I have a data frame like this:
structure(list(one = structure(1:4, .Label = c("a", "b", "c",
"d"), class = "factor"), two = c(2, 4, 7, 3), x.1 = c("x1a",
"x1b", "x1c", "x1d"), x.2 = c("x2a", "x2b", "x2c", "x2d"), x.3 = c("x3a",
"x3b", "x3c", "x3d"), y.1 = c(NA, "y1b", "y1c", NA), y.2 = c(NA,
"y2b", "y2c", NA), y.3 = c(NA, "y3b", "y3c", NA)), .Names = c("one",
"two", "x.1", "x.2", "x.3", "y.1", "y.2", "y.3"), row.names = c(NA,
-4L), class = "data.frame")
As you can see, the observations per event a, b, c, and d (variable "one") are stored as columns, where x and y define separate observations and 1, 2 and 3 define the variables. Variable "two" does not have a meaning here.
I like to reshape this data frame to have it tidy in the form that each observation has it's own row and each variable it's own column.
The final data frame should look like this:
structure(list(one = structure(c(1L, 2L, 2L, 3L, 3L, 4L), .Label = c("a",
"b", "c", "d"), class = "factor"), two = c(2, 4, 2, 7, 5, 3),
var1 = c("x1a", "x1b", "y1b", "x1c", "y1c", "x1d"), var2 = c("x2a",
"x2b", "y2b", "x2c", "y2c", "x2d"), var3 = c("x3a", "x3b",
"y3b", "x3c", "y3c", "x3d")), .Names = c("one", "two", "var1",
"var2", "var3"), row.names = c(1L, 2L, 5L, 3L, 6L, 4L), class = "data.frame")
I am slightly familiar with what the cast and melt function from the reshape packages do, but was not able yet to figure out a way to reshape the DF in a smart way. For now the following provides the sate that I have gotten to:
df.between <- melt(df.in, id.vars=c("one", "two"))

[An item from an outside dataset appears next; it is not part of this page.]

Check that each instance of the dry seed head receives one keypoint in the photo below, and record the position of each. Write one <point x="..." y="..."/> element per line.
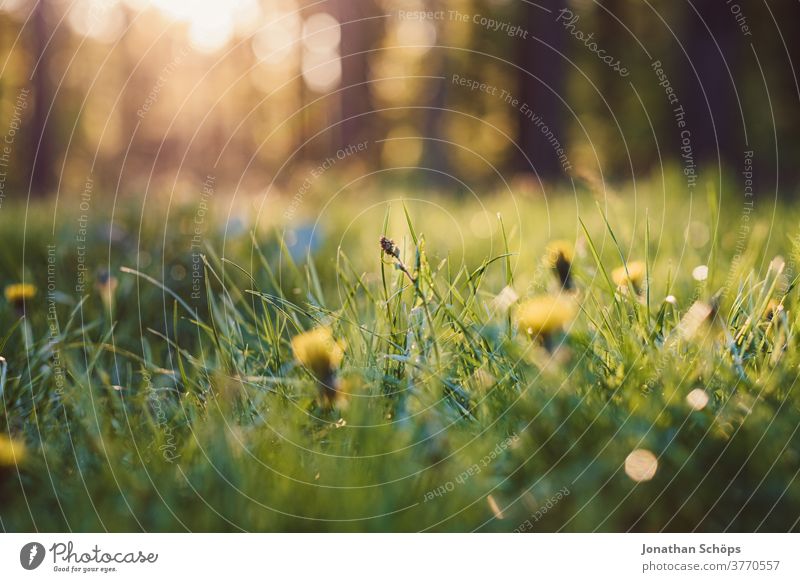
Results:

df.between$variable <- gsub("x.|y.", "", df.between$variable)
Now the "variable" column does correctly identify the variable (1, 2 or 3). However, I was not able to cast this into the required form and this solution does not seem to be useful for larger sets of data due to the use of grepl
.
Happy to get a nudge into the right direction here.